その苛立ちから、試着室のカーテンを開けるとその前で待っていたらしい秀弥を一睨みした。


「ちょっと、どういうこと?」

「似合ってるじゃん」

「いや、そう言う問題じゃなくて」


全く言いたい事が伝わらない。

その事にため息を吐いている間に、秀弥が口にした言葉に今度は目を丸くする。


「これください」

「ええっ!!これ凄い高いんだけどっ!」

「大丈夫」


さらっとそう言ってのけお会計へと向かう秀弥。大丈夫というのは、自分が払うからって事…なのだろう。けど、何で秀弥が買うみたいになっているのかとわけが分からない事だけで、私の頭はもうパンク寸前だ。

そんな私を見てニヤッと秀弥が悪戯に笑う。


「俺サンタからのクリスマスプレゼント」


なるほど。

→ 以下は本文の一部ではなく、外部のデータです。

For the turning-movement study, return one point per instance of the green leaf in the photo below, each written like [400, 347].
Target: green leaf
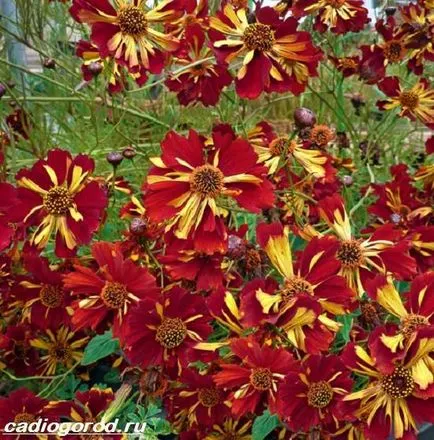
[99, 347]
[263, 425]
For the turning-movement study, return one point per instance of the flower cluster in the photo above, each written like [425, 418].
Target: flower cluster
[243, 282]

クリスマスプレゼント。

確かに友達でもプレゼント交換とかはよくあること。……にしては、異常に値段が高いんだけどっ!


「ちょっ、ちょっと!」

慌ててそう口にした時には、既にお会計は終わっていて「行くぞ」と私を手招きしていた。


ほんと、……今日の秀弥はわけが分からない。